2Nach den Feststellungen entschloss sich der Angeklagte am bei einer Fahrt durch die     K.   straße in E.   dazu, mit dem von ihm geführten Pkw auf eine Menschengruppe zuzufahren, die sich zum Teil auf der Straße und zum Teil auf dem neben der Straße verlaufenden Fußgängerweg befand. Dieser war durch Betonpoller zur Straße hin abgegrenzt. Dabei erkannte er, dass der Zeuge      M.     mit dem Rücken zu ihm vor den Pollern auf der Straße stand, und beabsichtigte, diesen mit seinem Fahrzeug nicht unerheblich zu verletzen.      M.     wurde entweder durch Rufe von anwesenden Personen oder durch das Motorengeräusch des auf ihn zufahrenden Fahrzeugs aufmerksam und sprang, unmittelbar bevor es zu einer Kollision kam, hinter die Poller, wobei er eine neben ihm befindliche Mülltonne gleichzeitig schützend vor sich warf. Das von dem Angeklagten gelenkte Fahrzeug verfehlte ihn infolge seines Sprungs und streifte den ersten Poller mit einer Kollisionsgeschwindigkeit von mindestens 20 km/h und höchstens 33 km/h. Außerdem erfasste es frontal die Abfalltonne, deren Deckel dadurch abbrach und bei der ein Rad verkratzt wurde. Wäre      M.     nicht hinter die Poller gesprungen, wäre er von dem Fahrzeug des Angeklagten erfasst und wie von diesem beabsichtigt nicht unerheblich verletzt worden.

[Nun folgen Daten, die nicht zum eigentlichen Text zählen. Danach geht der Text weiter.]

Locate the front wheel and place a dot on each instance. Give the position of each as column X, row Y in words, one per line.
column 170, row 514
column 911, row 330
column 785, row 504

3Das Landgericht hat die Tat als gefährlichen Eingriff in den Straßenverkehr gemäß § 315b Abs. 1 Nr. 3, Abs. 3 i.V.m. § 315 Abs. 3 Nr. 1a StGB in Tateinheit mit versuchter gefährlicher Körperverletzung gemäß § 224 Abs. 1 Nr. 2, Abs. 2, §§ 22, 23 StGB bewertet und dabei den Taterfolg im Sinne des § 315b Abs. 1 StGB in der Gefährdung der körperlichen Integrität des Zeugen      M.     gesehen.

II.

4Diese Feststellungen belegen die für die Annahme einer vollendeten Tat nach § 315b Abs. 1 Nr. 3 StGB vorausgesetzte Herbeiführung einer konkreten Gefahr für Leib oder Leben eines anderen Menschen oder eine fremde Sache von bedeutendem Wert nicht.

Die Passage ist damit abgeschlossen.